Defense Secretary Pete Hegseth and the White House previously confirmed that the Pentagon is investigating the strike on the elementary school in Minab on February 28.

Evidence from data analysts reviewing satellite imagery, video and social media appears to show the school was hit by a precision strike and may have been hit more than once, The Independent previously reported.

Maps from the Department of Defense also appear to show two Iranian air defense targets surrounding the school’s location, which is within what the Pentagon describes as a “U.S./Israeli strikes” zone.

Outside military analysts also have suggested that the Pentagon’s AI-driven targeting — or human error that failed to check whether target maps were up to date — may have played a role in the strikes.

More than two months later, the future of that investigation remains unclear.

Video captured what appeared to be a US-fired missile that struck an Iranian girls’ school on February 28, though the results of an ongoing Pentagon investigation into the attack are unclear (via REUTERS)

The Pentagon has also gutted the office tasked with mitigating civilian harm, according to Ret. Master Sgt. Wes J. Bryant, a former senior policy analyst and adviser on precision warfare at the Pentagon’s Civilian Protection Center of Excellence.

The Civilian Harm Mitigation and Response was formalized in 2022, encompassing 200 personnel, including roughly 30 at Bryant’s Civilian Protection Center of Excellence.

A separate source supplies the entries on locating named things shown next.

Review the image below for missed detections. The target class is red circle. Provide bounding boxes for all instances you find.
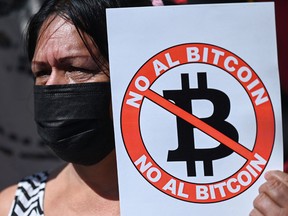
[121,43,275,203]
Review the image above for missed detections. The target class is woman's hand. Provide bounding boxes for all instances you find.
[250,171,288,216]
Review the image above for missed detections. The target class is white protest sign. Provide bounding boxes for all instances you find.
[107,3,283,216]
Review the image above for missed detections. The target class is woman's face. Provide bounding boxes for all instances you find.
[32,16,109,85]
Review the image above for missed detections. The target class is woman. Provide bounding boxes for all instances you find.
[0,0,151,216]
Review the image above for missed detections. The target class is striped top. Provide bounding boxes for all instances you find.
[9,172,48,216]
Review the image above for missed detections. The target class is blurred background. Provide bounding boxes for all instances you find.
[0,0,61,191]
[0,0,288,191]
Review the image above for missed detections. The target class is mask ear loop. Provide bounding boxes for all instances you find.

Only a handful of positions were restarted to backfill roles during operations in Iran.

Without that oversight explicitly designed to prevent civilian harm, Central Command essentially scrapped what could have been months of work to prevent a tragedy like the one in Minab, Bryant told ProPublica earlier this year.

During Thursday’s hearing, Senator Mark Kelly urged Cooper to restaff the Civilian Harm office.

“If you were to find out that there was an error in the targeting process, would you reinstate some of those people that were removed from that team?” Kelly asked.

Cooper called the question “hypothetical.”

“We’ll just see what the investigation says,” he said.